Por opção, não quis seguir a carreira da magistratura, pois considerava os salários baixos, mas foi amigo de juízes, promotores e desembargadores e vários outros advogados iam até ele pedir conselhos. Sua única mágoa, que talvez tenha levado para o plano espiritual foi o fato de nem a Polícia e nem a Justiça haver encontrado e punido os envolvidos pelo crime que o deixaram por vinte e cinco anos em uma cadeira de rodas.
Mas as limitações físicas em nenhum momento foram empecilho para que ele se tornasse um dos grandes operadores do Direito desta terra de Galvez, pois sempre foi muito bem sucedido na defesa de seus clientes.
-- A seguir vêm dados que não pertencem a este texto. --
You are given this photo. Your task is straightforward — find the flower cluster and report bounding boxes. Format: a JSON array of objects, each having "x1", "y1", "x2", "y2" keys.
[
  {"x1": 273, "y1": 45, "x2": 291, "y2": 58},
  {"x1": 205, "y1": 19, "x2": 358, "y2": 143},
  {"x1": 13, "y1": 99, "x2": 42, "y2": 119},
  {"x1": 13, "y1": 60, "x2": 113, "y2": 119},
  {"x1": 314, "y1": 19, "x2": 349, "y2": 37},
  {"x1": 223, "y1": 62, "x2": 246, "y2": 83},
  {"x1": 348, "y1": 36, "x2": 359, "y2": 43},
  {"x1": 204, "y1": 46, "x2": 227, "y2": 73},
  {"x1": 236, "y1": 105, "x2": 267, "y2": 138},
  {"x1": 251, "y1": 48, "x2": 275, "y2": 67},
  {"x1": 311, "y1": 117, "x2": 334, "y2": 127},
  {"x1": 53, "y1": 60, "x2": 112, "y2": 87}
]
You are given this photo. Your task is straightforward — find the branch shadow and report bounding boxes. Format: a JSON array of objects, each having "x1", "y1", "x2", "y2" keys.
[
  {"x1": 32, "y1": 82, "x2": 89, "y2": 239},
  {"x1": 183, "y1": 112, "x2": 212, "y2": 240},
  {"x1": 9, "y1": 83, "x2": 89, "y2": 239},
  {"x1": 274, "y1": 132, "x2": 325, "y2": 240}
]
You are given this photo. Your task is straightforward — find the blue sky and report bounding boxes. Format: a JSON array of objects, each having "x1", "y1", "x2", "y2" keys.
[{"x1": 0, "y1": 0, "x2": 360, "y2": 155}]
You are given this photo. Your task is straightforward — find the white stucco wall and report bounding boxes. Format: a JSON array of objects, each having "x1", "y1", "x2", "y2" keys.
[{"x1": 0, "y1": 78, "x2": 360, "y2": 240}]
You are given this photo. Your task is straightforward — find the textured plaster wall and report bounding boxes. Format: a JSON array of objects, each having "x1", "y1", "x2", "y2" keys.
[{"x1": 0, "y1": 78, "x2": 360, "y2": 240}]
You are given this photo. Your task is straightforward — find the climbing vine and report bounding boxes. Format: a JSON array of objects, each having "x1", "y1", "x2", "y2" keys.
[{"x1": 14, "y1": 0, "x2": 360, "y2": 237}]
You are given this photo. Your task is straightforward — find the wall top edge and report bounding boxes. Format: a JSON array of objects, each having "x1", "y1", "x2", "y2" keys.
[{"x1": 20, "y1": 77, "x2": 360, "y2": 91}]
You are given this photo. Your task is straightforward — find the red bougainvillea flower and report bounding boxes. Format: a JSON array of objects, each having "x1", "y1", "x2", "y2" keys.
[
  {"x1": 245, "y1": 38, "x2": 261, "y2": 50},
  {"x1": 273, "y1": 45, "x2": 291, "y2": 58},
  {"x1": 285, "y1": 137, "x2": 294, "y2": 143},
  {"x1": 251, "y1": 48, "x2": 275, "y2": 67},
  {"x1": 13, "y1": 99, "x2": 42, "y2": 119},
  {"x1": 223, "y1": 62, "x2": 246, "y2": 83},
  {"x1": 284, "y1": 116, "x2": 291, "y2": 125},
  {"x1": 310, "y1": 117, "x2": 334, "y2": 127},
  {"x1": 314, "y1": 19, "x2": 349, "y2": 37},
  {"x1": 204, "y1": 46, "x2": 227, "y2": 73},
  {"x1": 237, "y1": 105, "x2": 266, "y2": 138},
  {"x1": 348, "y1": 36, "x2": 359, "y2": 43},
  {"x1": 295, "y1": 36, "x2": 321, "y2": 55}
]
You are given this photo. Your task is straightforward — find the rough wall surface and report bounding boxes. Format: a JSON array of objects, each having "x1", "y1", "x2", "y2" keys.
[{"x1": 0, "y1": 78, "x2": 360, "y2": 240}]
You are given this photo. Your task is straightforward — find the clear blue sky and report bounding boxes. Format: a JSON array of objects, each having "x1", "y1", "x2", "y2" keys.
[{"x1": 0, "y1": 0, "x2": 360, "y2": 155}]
Por sua mente brilhante e audácia ímpar, chegou a ser indicado para compor uma lista tríplice para a cadeira de desembargador em uma vaga que era da OAB.
Um ano sem Valdo Melo e ainda há uma lacuna a ser preenchida. Mas onde ele estiver, deixou para todos nós bons exemplos e grandes lições. E que sua ausência neste plano física sirva pelo menos para que possamos refletir e ver a vida de maneira positiva, pois apesar das adversidades, ele não desistiu. Ele lutou e ele venceu. Um ano em que todos nós ainda sentimos muito a sua falta, embora sabendo que, onde estiver, está neste momento fazendo a diferença.
*Stalin Melo é professor, jornalista e sobrinho do advogado Valdo Lopes de Melo.